Wie teuer Okkupationen werden können, haben die USA ab 2003 im Irak erlebt.
Diktator Saddam Hussein war schnell ausgeschaltet, aber die US-Besatzung
zog sich bis 2011 hin. Ökonomie-Nobelpreis-Träger Joseph Stiglitz hat
später kalkuliert, dass der Irakkrieg die Amerikaner drei Billionen Dollar
gekostet hat.
Im Irak leben übrigens genauso viele Menschen wie in der Ukraine: 41
Millionen. Die USA hatten jedoch den Vorteil, dass sie nicht von allen
Irakern abgelehnt wurden, sondern auch einheimische Unterstützer hatten.
Die Russen hingegen stoßen auf ein geeintes Volk und einen fähigen
Präsidenten. Die Kosten werden noch höher sein.
Die USA können sich strategische Misserfolge leisten, weil sie die reichste
Volkswirtschaft der Welt sind – und die Leitwährung besitzen. Da Dollar so
begehrt sind, können die USA einfach Geld drucken und damit Importe aus dem
Ausland begleichen. Die Amerikaner saugen also permanent einen Teil des
Reichtums ab, den andere Länder erwirtschaften. Am Rubel hingegen hat
niemand Interesse. Im Gegenteil.
Russland müsste eine Besatzung aus eigener Wirtschaftskraft stemmen – ist
aber ein armes Schwellenland.
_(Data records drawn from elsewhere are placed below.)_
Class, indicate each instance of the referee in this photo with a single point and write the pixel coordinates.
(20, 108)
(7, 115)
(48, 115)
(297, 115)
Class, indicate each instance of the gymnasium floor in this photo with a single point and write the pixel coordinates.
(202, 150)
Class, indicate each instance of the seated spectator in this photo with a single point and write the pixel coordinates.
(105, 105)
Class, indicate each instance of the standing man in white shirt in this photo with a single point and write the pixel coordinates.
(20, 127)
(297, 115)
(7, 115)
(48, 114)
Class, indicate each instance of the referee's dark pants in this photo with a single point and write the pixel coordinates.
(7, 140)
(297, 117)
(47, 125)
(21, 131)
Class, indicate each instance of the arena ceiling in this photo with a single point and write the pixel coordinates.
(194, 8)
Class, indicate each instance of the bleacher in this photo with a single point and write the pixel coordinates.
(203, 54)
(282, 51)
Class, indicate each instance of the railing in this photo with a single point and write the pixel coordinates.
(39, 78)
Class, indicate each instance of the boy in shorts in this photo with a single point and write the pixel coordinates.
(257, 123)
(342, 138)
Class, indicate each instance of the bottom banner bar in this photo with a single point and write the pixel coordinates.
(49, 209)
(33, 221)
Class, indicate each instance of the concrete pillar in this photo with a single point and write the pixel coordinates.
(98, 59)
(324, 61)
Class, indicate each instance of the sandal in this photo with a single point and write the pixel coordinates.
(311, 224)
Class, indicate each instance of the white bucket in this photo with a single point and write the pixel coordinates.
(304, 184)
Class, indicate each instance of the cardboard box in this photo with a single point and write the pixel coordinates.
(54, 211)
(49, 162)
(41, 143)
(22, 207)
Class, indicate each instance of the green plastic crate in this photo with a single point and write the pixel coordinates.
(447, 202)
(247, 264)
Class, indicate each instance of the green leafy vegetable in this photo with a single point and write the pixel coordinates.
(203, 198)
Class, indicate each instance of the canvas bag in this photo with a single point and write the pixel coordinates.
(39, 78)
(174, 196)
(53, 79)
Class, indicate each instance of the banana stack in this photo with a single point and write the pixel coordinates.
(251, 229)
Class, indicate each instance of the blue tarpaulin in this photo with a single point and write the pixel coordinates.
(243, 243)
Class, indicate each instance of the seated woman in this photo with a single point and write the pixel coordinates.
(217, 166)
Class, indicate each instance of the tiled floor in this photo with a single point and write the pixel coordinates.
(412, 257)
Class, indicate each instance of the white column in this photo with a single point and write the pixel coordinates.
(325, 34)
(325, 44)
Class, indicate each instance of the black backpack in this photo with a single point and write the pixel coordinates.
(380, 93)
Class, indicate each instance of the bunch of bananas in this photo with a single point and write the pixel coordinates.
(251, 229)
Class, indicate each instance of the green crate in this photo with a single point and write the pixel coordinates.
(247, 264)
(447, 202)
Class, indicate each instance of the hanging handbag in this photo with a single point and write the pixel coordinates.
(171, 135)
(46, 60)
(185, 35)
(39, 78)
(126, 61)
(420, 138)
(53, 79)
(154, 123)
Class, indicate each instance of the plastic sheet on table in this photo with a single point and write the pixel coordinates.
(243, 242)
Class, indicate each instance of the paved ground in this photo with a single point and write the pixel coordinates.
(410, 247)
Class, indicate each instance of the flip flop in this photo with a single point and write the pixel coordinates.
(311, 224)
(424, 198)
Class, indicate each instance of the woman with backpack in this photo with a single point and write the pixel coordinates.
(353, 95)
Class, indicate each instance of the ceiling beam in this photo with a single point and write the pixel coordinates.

Es hat nur Rohstoffe zu bieten, sonst nichts.
Rechnet man die Kaufkraft ein, kommen die Russen auf ein Einkommen von
28.000 Dollar pro Kopf und Jahr. Damit sind sie ärmer als die Rumänen,
müssen aber aus diesen mageren Mitteln einen riesigen Militärapparat
finanzieren, der selbst zu Friedenszeiten gewaltig ist und sich im
Ukrainekrieg weiter aufblähen wird.
Immerhin leben die Russen derzeit besser als zu Sowjetzeiten. Doch nun sind
sie auf dem Weg zurück in diese dunklen Zeiten und machen erneut die
gleichen Fehler. Putin glaubt zwar, dass seine geliebte Sowjetunion durch
politische „Irrtümer“ auseinandergebrochen sei. Doch tatsächlich war die
Ökonomie am Ende. Die Sowjetunion war finanziell damit überfordert, ihr
Imperium militärisch zu unterdrücken. KGB-Offizier Putin war 1989 in
Dresden live dabei, hat aber offenbar nicht verstanden, wie es zur „Wende“
kam.
Auch ungut für Putin: Im Westen wird jetzt aufgerüstet. Bisher hatte die
Bundeswehr noch nicht einmal Unterwäsche, wenn Medienberichten zu glauben
ist. Aber nun soll in allen Nato-Ländern in die neueste Technik investiert
werden. Also muss Russland nachrüsten, um mitzuhalten, was weiteres Geld
schluckt und die Armut vergrößert.
## Der Rubel ist in Gefahr
Kurz: Bereits ein Blitzkrieg plus Besatzung hätte ausgereicht, um Russland
mittelfristig in den Bankrott zu treiben. Doch jetzt kommt es noch
schlimmer. In der Ukraine zieht sich der Vormarsch in die Länge, und
zugleich wurden [2][Sanktionen] beschlossen, die vor zehn Tagen niemand für
möglich gehalten hätte.
Der Westen hat einfach Putins Kriegskasse blockiert, indem die russische
Zentralbank vom Weltfinanzsystem abgekoppelt wurde. Putin hatte Devisen und
Gold im Wert von umgerechnet 630 Milliarden Dollar angehäuft, wovon etwa
zwei Drittel im Westen lagern dürften. Dieses Geld fehlt nun, um den Rubel
zu stabilisieren.
Der Rubel ist aber in Gefahr – schon durch den Krieg an sich. Kein Angriff
ist umsonst zu haben, immer wird „die Druckerpresse angeworfen“. Auch in
Russland dürften gerade viele neue Rubel entstehen, um die Invasion in der
Ukraine zu finanzieren. Ein ökonomischer Gegenwert ist aber nicht in Sicht,
denn Kriege produzieren nun einmal keine Güter, sondern nur Zerstörung. Es
ist banal: Jeder große Krieg führt zu einer großen Inflation. Und Putin
führt einen großen Krieg. Er will 41 Millionen Menschen erobern.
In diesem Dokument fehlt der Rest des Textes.